December 04, 2001

Many Civilian Casualties From Bombing of Tora Bora

New York/Peshawar, December 5, 2001 — The international medical relief organization Doctors Without Borders/Médecins Sans Frontières (MSF) today reported that it and other aid organizations had transported dozens of casualties from the bombing campaign on Tora Bora to Jalalabad hospital. Since the bombings began on December 1, aid workers have transported more than 80 dead and 50 wounded civilians, including many women and children, by ambulance to Jalalabad. The casualties came not only from Tora Bora, but also from the nearby villages of Pachir, Wazir, and Agam.

Due to the severe deterioration of security conditions in Jalalabad itself, all international MSF aid workers were evacuated this morning to Peshawar. MSF's Afghan staff are continuing their ambulance services in Jalalabad. MSF has also strengthened the capacity of the Koghiani district hospital, close to the affected area, by donating medical supplies, particularly for surgical use.

Immediately after the bombing started and reports of the toll on civilians came in, MSF set up an ambulance service with three vehicles. On the first day, they transported 72 dead and 15 wounded, on the second 8 dead and 18 wounded, on the third another 4 dead and 17 wounded. This does not account for the unknown number of dead that are left behind in the bombed villages. Among the casualties was a family whose father was killed, mother critically injured, and four children wounded. In addition, a six-year-old boy who was transported to the hospital had lost one eye and underwent partial amputation of one arm as well as full amputation of his other arm and one of his legs.

Meanwhile, the population of Hesarshari displaced camp near Jalalabad has swelled from 500 families on December 1 to about 2,000 families yesterday. The bombings have also ignited forest fires around Tora Bora that have not yet been brought under control.

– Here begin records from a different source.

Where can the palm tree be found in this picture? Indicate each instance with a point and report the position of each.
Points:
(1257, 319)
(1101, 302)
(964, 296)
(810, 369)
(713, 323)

MSF is increasingly seeing evidence of an unacceptably high toll on civilians due to the military operations in Afghanistan and calls upon the parties involved to minimize the consequences of the ongoing conflict on the civilian population. These events are all the more disturbing as the leaders of the war against terrorism affirm that the conflict is being waged in the name of civilization and respect for humanitarian values. The US-led coalition has the responsibility to respect international humanitarian law, particularly regarding proportionality in the use of force.

MSF currently has over 60 international relief workers and over 400 Afghan staff working inside Afghanistan from 6 cities: Herat, Mazar-e-Sharif, Taloqan, Faizabad, Kabul, and—though for the moment without international staff—Jalalabad.